Three young Crimson Rosellas have been living in the area and they have enjoyed the splashing water in the garden. A rather poor photo of two of them through the window.
At first glance I thought there was a snippet of fabric on the kitchen floor but when I picked it up it was the most beautiful moth, unfortunately deceased. After searching the CSIRO website I learned that it is a Thalaina clara from the Geometridae family, common name Clara’s satin moth. It has the most amazing sheen on the upper wings.
Finally this case moth has been living in a hardenbergia that grows next to the front stairs so I see it every day. From the size I assume it is Metura elogatus. I have seen it on lots of different stems, with bits of new twig added and even with the top of the case open, but it has not shown its face. I know it moves about in the day time, just not when I am around. As I am spending a lot of time on data entry at the moment I have snipped of a stem and temporarily brought it inside , maybe it will peek out.
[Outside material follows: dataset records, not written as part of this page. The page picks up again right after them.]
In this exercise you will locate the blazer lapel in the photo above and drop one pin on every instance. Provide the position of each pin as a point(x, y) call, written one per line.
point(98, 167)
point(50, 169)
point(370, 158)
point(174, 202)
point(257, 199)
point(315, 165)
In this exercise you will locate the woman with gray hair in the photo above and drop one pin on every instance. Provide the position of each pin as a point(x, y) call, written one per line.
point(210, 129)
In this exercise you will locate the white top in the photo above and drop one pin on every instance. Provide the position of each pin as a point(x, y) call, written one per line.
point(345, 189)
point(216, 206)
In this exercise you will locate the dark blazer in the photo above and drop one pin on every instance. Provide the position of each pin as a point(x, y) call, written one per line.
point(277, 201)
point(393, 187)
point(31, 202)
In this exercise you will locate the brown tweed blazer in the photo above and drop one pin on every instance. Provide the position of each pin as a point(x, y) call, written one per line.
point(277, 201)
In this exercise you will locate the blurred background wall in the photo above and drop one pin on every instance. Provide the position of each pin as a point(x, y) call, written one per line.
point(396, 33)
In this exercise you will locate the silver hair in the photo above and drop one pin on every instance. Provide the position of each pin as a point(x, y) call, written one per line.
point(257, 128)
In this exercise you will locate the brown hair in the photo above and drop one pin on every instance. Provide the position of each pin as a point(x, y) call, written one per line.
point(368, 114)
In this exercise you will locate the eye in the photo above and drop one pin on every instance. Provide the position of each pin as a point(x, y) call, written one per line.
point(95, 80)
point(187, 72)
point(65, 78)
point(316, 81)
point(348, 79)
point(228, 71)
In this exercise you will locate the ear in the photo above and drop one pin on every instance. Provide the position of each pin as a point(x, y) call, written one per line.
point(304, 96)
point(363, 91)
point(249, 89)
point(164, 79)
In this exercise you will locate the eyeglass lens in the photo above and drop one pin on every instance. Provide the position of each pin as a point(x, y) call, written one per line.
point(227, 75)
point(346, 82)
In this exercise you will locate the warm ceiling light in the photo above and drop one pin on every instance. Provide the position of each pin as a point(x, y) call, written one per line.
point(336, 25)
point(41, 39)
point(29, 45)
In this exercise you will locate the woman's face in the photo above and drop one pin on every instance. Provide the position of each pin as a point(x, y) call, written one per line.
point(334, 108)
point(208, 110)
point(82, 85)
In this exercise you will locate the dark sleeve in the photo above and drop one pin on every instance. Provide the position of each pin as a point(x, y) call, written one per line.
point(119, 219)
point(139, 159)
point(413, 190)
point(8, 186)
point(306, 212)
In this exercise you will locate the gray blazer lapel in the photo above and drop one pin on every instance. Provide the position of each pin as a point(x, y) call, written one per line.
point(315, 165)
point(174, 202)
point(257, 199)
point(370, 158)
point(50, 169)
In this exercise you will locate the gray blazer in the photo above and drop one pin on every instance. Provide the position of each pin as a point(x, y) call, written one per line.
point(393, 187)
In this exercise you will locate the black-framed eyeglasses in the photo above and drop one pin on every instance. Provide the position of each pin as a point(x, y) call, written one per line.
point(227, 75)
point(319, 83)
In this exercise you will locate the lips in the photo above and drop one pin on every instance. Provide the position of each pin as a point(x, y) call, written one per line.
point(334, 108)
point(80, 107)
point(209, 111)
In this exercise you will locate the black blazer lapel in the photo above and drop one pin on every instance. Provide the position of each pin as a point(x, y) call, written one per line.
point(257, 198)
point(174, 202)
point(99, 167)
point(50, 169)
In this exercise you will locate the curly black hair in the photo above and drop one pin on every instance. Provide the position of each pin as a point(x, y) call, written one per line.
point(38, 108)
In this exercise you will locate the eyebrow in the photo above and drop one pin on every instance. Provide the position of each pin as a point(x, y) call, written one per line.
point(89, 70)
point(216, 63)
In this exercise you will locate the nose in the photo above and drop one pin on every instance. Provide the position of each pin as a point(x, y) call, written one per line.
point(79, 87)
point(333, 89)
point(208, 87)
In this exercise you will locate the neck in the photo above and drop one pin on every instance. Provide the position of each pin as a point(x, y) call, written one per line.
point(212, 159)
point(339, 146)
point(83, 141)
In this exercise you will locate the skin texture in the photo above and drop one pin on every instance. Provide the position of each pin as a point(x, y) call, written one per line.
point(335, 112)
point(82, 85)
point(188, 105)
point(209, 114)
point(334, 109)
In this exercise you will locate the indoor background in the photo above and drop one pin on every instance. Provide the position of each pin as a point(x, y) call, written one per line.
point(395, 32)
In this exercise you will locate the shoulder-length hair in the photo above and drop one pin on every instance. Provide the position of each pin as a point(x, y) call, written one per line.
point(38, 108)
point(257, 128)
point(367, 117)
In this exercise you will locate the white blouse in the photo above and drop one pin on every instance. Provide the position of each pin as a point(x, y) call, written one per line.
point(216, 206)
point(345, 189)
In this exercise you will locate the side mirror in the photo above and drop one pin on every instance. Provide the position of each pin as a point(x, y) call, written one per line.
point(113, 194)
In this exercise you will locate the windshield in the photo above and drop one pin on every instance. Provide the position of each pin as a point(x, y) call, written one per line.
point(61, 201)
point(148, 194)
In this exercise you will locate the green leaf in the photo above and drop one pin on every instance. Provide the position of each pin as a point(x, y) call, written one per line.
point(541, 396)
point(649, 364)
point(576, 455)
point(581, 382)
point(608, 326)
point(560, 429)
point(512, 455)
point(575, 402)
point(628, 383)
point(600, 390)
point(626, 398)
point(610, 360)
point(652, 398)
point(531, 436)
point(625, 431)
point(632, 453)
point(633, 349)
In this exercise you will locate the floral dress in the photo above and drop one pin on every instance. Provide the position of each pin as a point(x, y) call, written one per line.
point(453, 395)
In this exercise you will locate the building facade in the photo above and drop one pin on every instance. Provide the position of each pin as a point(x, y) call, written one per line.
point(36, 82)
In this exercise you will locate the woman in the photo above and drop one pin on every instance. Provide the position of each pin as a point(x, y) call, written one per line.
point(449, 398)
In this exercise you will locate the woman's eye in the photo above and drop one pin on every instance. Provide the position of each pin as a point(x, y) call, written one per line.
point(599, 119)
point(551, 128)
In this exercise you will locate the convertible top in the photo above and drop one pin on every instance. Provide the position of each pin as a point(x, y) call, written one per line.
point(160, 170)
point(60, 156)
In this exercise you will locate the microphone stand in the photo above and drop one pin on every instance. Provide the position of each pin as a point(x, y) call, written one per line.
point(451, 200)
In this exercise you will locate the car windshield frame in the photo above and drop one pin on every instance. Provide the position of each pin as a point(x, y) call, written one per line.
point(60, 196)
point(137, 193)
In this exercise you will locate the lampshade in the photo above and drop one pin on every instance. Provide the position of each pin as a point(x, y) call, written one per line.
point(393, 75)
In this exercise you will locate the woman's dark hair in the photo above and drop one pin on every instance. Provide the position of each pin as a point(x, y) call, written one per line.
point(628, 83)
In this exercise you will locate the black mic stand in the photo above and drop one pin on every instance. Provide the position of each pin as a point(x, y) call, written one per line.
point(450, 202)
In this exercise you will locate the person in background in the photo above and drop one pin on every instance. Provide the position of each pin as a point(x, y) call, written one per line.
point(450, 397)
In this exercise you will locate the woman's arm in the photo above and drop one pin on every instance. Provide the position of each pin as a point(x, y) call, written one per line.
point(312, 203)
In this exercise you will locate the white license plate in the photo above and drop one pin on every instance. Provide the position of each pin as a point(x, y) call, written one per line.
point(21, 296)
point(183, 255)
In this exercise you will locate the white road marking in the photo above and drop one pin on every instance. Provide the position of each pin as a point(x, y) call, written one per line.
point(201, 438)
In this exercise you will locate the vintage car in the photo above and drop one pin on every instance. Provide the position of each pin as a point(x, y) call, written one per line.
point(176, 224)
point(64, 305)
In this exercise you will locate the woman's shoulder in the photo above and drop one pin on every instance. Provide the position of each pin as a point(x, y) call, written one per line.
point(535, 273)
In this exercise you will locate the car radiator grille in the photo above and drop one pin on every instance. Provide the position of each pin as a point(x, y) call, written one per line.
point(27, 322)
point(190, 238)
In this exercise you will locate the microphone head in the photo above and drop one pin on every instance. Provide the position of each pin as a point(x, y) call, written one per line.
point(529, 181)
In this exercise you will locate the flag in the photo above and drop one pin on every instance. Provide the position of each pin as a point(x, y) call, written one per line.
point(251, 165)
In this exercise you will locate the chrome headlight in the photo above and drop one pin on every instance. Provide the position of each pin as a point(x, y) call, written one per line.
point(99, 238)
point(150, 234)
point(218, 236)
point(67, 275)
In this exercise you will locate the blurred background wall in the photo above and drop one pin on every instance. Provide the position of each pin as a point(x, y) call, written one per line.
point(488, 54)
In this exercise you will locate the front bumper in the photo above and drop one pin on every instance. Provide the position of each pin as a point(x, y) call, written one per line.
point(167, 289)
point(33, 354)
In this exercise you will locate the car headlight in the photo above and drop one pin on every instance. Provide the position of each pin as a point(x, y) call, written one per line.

Just as I was writing this the stem trembled, the bottom of the case opened and the caterpillar deposited a black pellet on my desk. I hope this is not a comment on its new location!
Driving in after a quick shopping trip I saw this Children’s Stick Insect nymph on the leg of a plastic table in the carport. It must have been blown down in the recent wind. After checking it over for damage I found it a new home among some eucalyptus tips that are fortunately growing within reach. She blends in perfectly.